Public prosecutor Zulkifli Sultan read out charges against three defendants, two of whom were employees of the Kutai Kartanegara Public Works Agency, demanding five-year sentences for each of the defendants for criminal negligence in the tragedy.
The two public employees, whose trial proceeded separately from the third defendant, filed an objection on Wednesday to the legal basis of the charges against them, and their trial will pick up addressing that motion on Tuesday next week.
The third defendant’s trial will resume a day later, with an agenda to begin hearing witnesses’ testimonies.

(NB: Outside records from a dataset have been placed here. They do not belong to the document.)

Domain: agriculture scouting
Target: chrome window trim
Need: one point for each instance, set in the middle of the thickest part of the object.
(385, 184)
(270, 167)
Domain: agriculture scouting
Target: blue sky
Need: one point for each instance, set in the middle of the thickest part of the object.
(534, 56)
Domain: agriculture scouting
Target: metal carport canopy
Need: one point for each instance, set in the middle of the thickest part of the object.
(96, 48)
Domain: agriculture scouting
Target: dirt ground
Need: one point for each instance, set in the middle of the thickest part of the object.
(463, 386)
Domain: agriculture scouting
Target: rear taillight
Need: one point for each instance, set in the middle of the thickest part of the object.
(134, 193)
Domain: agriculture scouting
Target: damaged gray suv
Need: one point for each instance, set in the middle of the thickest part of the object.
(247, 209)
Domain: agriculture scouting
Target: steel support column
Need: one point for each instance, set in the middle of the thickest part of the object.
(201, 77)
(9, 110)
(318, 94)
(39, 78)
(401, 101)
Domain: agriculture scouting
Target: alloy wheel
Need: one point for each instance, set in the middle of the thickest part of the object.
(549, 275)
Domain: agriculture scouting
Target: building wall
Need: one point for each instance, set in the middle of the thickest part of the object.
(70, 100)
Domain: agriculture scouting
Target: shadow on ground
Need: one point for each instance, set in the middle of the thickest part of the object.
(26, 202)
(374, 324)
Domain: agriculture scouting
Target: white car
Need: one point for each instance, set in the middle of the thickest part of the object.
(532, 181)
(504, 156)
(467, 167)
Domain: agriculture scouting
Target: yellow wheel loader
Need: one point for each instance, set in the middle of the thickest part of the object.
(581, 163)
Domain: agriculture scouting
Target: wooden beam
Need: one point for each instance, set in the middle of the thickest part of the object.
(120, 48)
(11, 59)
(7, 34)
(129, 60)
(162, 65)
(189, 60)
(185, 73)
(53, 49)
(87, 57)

The civil servants charged are Yoyo Suriana, the infrastructure chief of Kutai Kartanegara district in East Kalimantan, and Setiono, a technical executor of the project. The third defendant, Muhammad Syahrial Fahrurrozi, was a project manager with construction company Bukaka Teknik Utama, in charge of the bridge’s maintenance and repairs.
Ni Putu Sri Indayani will serve as the trial’s presiding judge.
“There will be two trials next week. First to hear the objection of the two Public Works Agency employees and the next day to hear witnesses’ testimonies. According to Kutai Kartanegara District Court documents, 60 witnesses will testify in the trials,” Zulkifli told the Jakarta Globe, adding that the panel of judges wanted more testimonies from technical witnesses.
The three defendants have been detained by Kutai Kartanegara Police since early January.
The 720-meter-long bridge over the Mahakam River — built to resemble San Francisco’s Golden Gate Bridge — buckled on Nov. 26, killing 24 people and injuring more than 30 others. About a dozen remain missing. The bridge collapse also caused billions of rupiah in losses for mining companies that use the Mahakam River for the transport of coal.
Bukaka was performing maintenance on the 10-year-old bridge at the time of the collapse.
Police have questioned more than 50 witnesses in the case. Among them are engineering experts from the Bandung Institute of Technology (ITB), the Indonesian Society of Engineers (PII) and the Agency for the Assessment and Application of Technology (BPPT).
Priyo Suprobo, a structural engineer at the Sepuluh Nopember Institute of Technology (ITS) in Surabaya, previously posited that the collapse was triggered when one of the linchpins along the deck sheared because of uneven loading as a result of a sag in the deck, caused in turn by the shifting anchor blocks.
When the linchpin sheared, he said, it “caused shock loading that resulted in the other linchpins also shearing.”
Priyo said the theory was based on the discovery of a sheared linchpin thrown some 50 meters from the bridge.